Die in der Anfrage vorgeschlagene bundesweite Lösung ist – wie in Beantwortung der Frage 2 dargestellt – an der Haltung der Österreichischen Ärztekammer gescheitert. Dennoch haben sich die einzelnen Versicherungsträger mit Erfolg bemüht, regionale Lösungen anzubieten. Selbstverständlich wäre eine österreichweit einheitliche Vorgangsweise erstrebenswert; wenn jedoch ein anderer Lösungsansatz ebenfalls ein vertretbares Ergebnis zeitigt, sollte dies nicht gering geschätzt werden. Die Verringerung der Anzahl der Versicherungsträger erscheint kein gangbarer Weg zur Erreichung eines österreichweit einheitlichen Vorgehens bei der Vorsorge-Koloskopie. Wenn nämlich in der gegenwärtigen Situation eine bundesweite Lösung nicht erreichbar ist, wird diese auch nicht wahrscheinlicher, wenn der Ärztekammer ein Versicherungsträger als Verhandlungspartner gegenübersteht. Auch in diesem Fall wird eine Vereinbarung nicht zustande kommen. Der Unterschied liegt lediglich darin, dass dann auch Vereinbarungen auf regionaler Ebene nicht mehr möglich wären. Inwieweit eine „Stärkung“ des Hauptverbandes erfolgen sollte, die zu einer Ausgangssituation führt, die eine gesamthafte Lösung wahrscheinlicher macht, ist aus der gleichen Überlegung nicht nachvollziehbar.

Erfahrungen aus der Bundesrepublik Deutschland belegen jedenfalls, dass Zusammenlegungs- bzw.

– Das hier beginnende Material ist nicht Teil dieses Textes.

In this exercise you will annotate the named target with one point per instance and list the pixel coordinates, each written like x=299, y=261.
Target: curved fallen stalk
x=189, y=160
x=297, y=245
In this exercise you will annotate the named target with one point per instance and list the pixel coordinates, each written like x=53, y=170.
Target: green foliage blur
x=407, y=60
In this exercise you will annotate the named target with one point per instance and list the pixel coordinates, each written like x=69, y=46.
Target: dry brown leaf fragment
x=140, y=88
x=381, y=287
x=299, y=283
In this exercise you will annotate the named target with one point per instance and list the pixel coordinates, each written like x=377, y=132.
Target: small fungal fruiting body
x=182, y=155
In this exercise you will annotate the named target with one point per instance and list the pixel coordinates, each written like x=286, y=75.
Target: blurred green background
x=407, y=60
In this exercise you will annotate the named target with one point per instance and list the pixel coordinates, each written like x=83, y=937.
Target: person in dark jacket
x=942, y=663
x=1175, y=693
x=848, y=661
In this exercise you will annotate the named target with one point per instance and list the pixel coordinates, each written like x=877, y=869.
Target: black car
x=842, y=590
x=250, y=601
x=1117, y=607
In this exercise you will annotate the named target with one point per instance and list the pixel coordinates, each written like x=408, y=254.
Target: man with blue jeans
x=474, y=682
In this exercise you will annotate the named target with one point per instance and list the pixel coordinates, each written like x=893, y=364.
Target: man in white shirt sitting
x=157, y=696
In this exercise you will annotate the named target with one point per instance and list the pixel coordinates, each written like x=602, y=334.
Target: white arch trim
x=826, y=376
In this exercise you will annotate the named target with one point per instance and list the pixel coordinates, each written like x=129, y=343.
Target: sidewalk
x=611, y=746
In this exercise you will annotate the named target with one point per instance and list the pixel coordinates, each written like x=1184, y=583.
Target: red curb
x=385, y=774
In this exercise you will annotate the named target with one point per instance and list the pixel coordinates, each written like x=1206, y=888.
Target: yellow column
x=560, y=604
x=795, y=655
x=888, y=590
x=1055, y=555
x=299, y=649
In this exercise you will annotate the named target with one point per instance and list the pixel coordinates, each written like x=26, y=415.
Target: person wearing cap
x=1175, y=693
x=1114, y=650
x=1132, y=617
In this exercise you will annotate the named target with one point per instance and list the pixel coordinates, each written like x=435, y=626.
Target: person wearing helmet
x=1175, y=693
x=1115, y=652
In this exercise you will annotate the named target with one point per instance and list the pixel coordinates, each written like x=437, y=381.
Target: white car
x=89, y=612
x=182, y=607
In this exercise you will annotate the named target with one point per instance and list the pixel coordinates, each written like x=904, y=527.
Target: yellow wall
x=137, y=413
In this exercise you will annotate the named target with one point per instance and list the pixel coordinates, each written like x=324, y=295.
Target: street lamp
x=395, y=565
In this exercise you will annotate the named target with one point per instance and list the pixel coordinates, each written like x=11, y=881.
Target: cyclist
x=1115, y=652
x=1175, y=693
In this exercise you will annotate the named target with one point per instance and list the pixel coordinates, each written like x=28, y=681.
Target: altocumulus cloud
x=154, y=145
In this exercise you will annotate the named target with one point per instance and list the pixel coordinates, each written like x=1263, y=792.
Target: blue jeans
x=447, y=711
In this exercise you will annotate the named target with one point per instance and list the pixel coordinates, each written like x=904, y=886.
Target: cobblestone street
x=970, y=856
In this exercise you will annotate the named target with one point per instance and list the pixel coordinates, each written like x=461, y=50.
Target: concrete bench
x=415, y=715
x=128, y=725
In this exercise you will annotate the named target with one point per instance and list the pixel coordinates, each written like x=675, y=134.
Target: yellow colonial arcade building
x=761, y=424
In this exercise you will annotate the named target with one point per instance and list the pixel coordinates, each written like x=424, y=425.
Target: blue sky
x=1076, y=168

Zentralisierungsschritte nicht als konstruktiver Beitrag zur diesbezüglichen Problemlösung betrachtet werden können.


Frage 8:

Die soziale Krankenversicherung trifft im Rahmen ihrer Leistungsverpflichtung zur präventiven Koloskopie auch die Verpflichtung zu deren Kostentragung (direkt im niedergelassenen Bereich bzw. anteilig über die jährlichen Pauschalzahlungen zur Krankenanstaltenfinanzierung im Rahmen des LKF-Systems). Die Entscheidung hinsichtlich einer allfälligen finanziellen Beteiligung anderer Stellen wäre von denselben aus der Sicht ihres jeweiligen Zuständigkeitsbereiches zu treffen.